加えて、近年、アジア諸国ではクアラルンプール国際空港('98年)、香港国際空港('98年)、上海・浦東国際空港('99年)、ソウル・仁川国際空港(2001年)等の巨大な国際空港の開港が相次ぎ、今後も拡張計画が予定されている。したがって、今後とも伸びが期待されるわが国国際線需要に応えるとともに、隣接するアジア諸国との熾烈な国際競争に打ち勝つため、国際拠点空港である成田の本格的平行滑走路の早期完成に加え、首都・東京の空の玄関口である羽田の国際化を再拡張により早急に実現する必要がある。
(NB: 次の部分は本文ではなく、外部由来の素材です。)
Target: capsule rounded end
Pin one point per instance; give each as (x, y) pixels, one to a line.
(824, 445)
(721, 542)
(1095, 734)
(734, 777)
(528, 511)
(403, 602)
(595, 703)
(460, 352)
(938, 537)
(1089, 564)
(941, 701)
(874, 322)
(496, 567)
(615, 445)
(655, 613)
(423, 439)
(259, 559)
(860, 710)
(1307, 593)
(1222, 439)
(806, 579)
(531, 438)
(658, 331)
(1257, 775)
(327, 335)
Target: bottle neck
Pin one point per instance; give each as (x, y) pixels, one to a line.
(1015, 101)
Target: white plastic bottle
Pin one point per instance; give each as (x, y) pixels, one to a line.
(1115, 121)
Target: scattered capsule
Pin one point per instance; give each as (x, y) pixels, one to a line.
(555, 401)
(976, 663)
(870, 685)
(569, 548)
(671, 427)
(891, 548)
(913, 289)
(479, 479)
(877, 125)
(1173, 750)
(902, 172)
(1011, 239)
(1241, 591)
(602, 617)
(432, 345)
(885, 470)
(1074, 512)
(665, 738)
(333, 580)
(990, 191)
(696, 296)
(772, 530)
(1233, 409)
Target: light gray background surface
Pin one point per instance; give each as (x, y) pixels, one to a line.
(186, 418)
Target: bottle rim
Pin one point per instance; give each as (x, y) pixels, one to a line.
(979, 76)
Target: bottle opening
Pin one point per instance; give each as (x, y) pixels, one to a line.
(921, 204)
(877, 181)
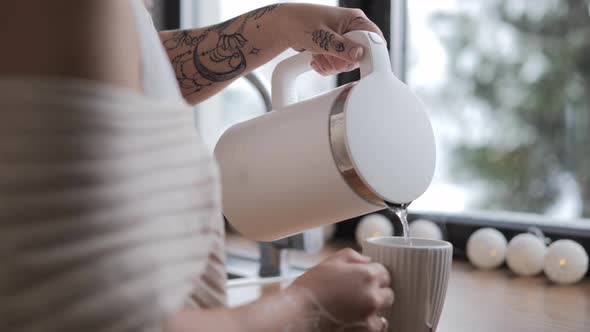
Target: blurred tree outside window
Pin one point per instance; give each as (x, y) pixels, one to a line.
(507, 85)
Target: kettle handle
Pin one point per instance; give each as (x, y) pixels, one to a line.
(284, 77)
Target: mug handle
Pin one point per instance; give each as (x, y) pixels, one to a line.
(284, 77)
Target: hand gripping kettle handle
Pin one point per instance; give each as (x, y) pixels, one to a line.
(284, 77)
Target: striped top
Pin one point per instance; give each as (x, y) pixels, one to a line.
(109, 209)
(159, 81)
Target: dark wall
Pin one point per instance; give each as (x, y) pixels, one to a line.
(166, 13)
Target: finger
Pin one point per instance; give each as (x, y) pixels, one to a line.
(385, 298)
(377, 273)
(360, 21)
(377, 323)
(329, 42)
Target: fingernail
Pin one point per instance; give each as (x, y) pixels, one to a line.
(356, 53)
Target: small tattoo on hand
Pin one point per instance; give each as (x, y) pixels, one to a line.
(325, 40)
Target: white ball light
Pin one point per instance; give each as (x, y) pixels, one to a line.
(425, 229)
(525, 254)
(373, 225)
(566, 262)
(486, 248)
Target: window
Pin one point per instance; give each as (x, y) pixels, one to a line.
(507, 87)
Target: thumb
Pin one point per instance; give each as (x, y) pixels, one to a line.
(329, 42)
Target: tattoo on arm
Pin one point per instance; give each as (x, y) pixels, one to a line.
(215, 55)
(325, 40)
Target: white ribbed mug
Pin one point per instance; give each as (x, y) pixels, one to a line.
(419, 276)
これにより、わが国全体の国際都市間競争力の強化が期待される。
このように、羽田再拡張事業は、わが国の重点的社会資本整備として、重要性・緊急性の非常に高いプロジェクトである一方、8,000億円とも言われる多額の費用を要する事業でもあり、整備財源の確保が課題とされている。
これまでの空港整備の大部分は、空港整備特別会計(今年度予算4,577億円)で賄われてきたが、このうち純粋一般財源は、予算額の約12%(544億円)、国の公共事業関係費全体のわずか1パーセントにも満たない額にとどまっている。現在進行中の羽田沖合展開事業においても、事業費1兆5,000億円の大部分が利用者負担である空港使用料と、財政投融資という政府からの借入金で賄われており、純粋一般財源の投入はほとんどなされていない。そのため、空港整備特別会計における借入残高は約1兆円、今年度の元利金負担は約1,000億円にのぼり、今後も厳しい借入金返済を余儀なくされている。
一方、わが国の着陸料の国際比較(国内線)で、羽田空港(幹線)は、欧米主要空港(ニューヨークのニューアーク空港、パリのシャルル・ド・ゴール空港)の約2倍、隣国のソウル・金浦空港の約10倍(2001年)の水準に達している。こうした世界に突出して高い空港使用料(利用者負担)の引き下げを通じ、わが国の航空交通インフラ利用に係るコストを低減させ、わが国産業の国際競争力強化、経済の再活性化を図ることこそ、今後の空港政策における最重要課題と認識すべきである。
以上を踏まえ、羽田再拡張の整備財源の確保にあたっては、以下の点を要望する。
1. 羽田再拡張が、わが国の国際競争力を強化し、東京圏のみならず地方を含む日本経済全体の活性化に貢献する事業であることに鑑み、国の一般財源の投入を大幅に拡大すること。
2. 国家財政が逼迫する中、公共事業関係費は来年度も削減目標が設定され厳しい状況にあるが、空港整備への大胆な使途の組み替えを行うこと。